この春、共助会の針路について思う(1)(2006年4月号) 尾崎 風伍

 主の晩餐の夜、主イエスはペテロに「シモン、シモン、サタンはあなたがたを、小麦のようにふるいにかけることを神に願って聞き入れられた」と言われました。今、日本のキリスト者は、その信仰を問われてふるいにかけられるような状況に直面していると思います。戦争中と現在とでは、世相はまったく違うように見えて霊的状況は酷似しています。オウム真理教の実態が明らかにされた後のこと、新聞の投書に「戦争中は国全体があれと同様なマインドコントロールにかけられていた」という意味の言葉がありましたが、今の日本はまさにそれと似た状況にあります。しかも、戦前、日本を滅びに誘った日本的諸霊が大手をふって舞い戻ってきた感があります。

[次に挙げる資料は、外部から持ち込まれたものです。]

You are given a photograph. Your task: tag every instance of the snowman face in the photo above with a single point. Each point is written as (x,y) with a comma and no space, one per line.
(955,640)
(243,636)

 昨年秋の衆議院解散・総選挙。小泉首相の、手軽なマジックのような手法で自民党が圧勝しました。そこには一種マインドコントロールまがいの胡散臭さがあり、自民党政治に対する実質のある健全な信任が反映しているとは思えません。しかし、今こそとばかりにその流れに乗り憲法や教育基本法が改悪されようとしています。昨年十月末には「自民党新憲法草案」も発表され、最近に至って自民・公明両党は今国会中にも教育基本法の改訂案を提出・成立させようとしています。

 既に早くより、特に一九九九年以来、日の丸・君が代の強制が教育現場で露骨になってからは教師の友人たちが、真剣に取り組んできた問題です。しかしこれは、単に学校の先生方や教育現場だけの問題ではありません。これは私たち日本に召されたキリスト者の、信仰そのものが挑戦を受けている問題です。言葉を換えていえば、信仰告白にかかわる問題だと、私は思っています。

では、共助会としてこれからすべきことは何か。迂遠のように聞こえるかもしれませんが、まず、なぜこれが私たちが真正面から取り組むべき信仰の問題であるか、ということについて心から納得できる共通の理解を持つことが大切です。去る一月八日・九日の共助会一泊研修会がそのための試みの一つ。特に川田殖氏の主題講演「反省と課題」(5月号に掲載予定)を熟読されよ。